マンネリ化に見切りをつけて
こうして部数をふやし、広告をとり、売上げをふやすことによって約二年間で『話の特集』は月々の収支に関する限りバランスのとれるところまで恢復した。この二年に私はあわせて千九百十万円のお金を使った。
しかし、その頃から矢崎君は有名雑誌の編集長としてテレビにも盛んに登場するようになったし、雑誌の宣伝をするよりも自分の売り込みに熱中するようになった。おかげで『話の特集』のマンネリ化も激しくなったし、何よりも他の雑誌がサイケ調を大胆に取り入れるようになったので、『話の特集』がすっかり目立たなくなっていた。私は腹立たしくなって何回か本人にも注意したが、もはやこれまでと思って、ある日、矢崎君を呼んで、
(一)編集長を永六輔に代わってもらう。
(二)『話の特集』がこれだけ有名になれば、欲しがる出版社もあるはずだから、譲渡して私の注ぎ込んだ千九百十万円の回収をする。

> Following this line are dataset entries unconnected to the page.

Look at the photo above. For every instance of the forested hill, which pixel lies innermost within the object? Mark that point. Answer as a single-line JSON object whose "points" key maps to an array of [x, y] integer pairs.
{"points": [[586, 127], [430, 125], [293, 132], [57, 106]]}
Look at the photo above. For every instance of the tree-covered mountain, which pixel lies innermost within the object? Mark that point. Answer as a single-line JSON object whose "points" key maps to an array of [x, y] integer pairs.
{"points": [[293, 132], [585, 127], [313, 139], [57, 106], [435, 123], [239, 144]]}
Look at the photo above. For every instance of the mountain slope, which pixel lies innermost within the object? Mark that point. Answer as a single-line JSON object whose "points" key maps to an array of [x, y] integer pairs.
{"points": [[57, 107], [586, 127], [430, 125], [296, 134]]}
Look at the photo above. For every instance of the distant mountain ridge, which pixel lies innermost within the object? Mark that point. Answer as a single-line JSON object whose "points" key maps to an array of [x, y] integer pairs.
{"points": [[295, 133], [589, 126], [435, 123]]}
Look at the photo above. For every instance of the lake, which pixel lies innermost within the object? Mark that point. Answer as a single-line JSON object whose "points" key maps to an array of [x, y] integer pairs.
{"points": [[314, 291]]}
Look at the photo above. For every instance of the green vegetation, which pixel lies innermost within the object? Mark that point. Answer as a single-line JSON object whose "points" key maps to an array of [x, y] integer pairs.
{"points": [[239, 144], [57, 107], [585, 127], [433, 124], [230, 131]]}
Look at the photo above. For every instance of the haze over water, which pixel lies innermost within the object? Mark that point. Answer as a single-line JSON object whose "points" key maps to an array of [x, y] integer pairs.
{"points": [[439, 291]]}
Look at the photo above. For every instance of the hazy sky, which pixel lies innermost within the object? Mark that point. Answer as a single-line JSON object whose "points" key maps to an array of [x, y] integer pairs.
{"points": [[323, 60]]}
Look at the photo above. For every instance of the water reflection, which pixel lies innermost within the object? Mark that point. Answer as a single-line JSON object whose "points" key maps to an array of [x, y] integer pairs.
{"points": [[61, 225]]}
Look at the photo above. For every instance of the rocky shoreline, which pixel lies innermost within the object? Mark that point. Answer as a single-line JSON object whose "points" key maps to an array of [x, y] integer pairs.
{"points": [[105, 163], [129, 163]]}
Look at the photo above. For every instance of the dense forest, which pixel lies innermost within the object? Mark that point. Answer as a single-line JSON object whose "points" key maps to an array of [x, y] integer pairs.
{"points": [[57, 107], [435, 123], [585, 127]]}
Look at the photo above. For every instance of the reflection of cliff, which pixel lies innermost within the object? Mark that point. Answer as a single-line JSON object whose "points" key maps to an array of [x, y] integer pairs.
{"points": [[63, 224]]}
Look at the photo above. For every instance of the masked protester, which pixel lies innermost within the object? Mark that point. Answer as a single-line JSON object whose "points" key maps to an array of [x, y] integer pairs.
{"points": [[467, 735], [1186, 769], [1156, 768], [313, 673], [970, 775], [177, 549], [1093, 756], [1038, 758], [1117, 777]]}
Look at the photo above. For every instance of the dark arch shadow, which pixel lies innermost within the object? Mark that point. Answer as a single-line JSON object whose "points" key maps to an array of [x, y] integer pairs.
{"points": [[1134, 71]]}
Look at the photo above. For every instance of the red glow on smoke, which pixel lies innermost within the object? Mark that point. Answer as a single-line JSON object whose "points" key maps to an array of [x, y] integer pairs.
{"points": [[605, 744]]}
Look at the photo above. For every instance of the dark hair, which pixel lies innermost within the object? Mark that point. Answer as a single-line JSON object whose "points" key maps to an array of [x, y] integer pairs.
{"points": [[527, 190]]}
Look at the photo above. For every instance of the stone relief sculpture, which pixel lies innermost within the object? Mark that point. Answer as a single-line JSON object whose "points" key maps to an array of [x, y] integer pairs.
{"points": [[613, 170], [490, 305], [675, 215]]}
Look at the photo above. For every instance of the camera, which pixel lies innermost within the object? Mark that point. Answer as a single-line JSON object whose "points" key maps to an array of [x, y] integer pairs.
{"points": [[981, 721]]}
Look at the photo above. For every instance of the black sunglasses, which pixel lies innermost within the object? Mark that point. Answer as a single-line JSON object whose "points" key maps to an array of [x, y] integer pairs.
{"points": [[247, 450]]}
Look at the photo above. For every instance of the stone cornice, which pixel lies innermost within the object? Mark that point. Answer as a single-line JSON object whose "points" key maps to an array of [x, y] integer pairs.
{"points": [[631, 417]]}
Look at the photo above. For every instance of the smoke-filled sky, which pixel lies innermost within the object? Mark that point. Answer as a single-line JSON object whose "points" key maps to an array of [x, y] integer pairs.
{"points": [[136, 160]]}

(三)『話の特集』のジャーナリズムにおける使命は終ったと見て、廃刊にする。
(四)君にあげる。
以上四つの条件のうち、どれかにしようじゃないかと言った。矢崎君は自分のことで頭が一杯だったから、もちろん、一にも二にも賛成するわけはなく、三つ目の廃刊に対しても、廃刊にするくらいなら、僕にくれませんか、と言った。
「それもいいだろう。じゃ君あげる」と言って、私は千九百十万円かけてつくりあげたものをそっくり矢崎君にあげた。
『話の特集』は今も続いているが、もう往時の面影はない。人間も年をとるが、雑誌の年のとり方は人間よりずっと早い。矢崎君は「邱永漢さんに協力してもらっていた頃」などという書き方をしているようだが、事実は以上述べてきたとおりである。才能と人柄はまた別のもので、私は別に何とも思っていないが、矢崎君のある時期の才能を最も買ったのは私であったことに変わりはない。彼のためにマンションが三室くらい買える大金を注ぎ込んだのは、数々の文士たちの中で私だけだからである。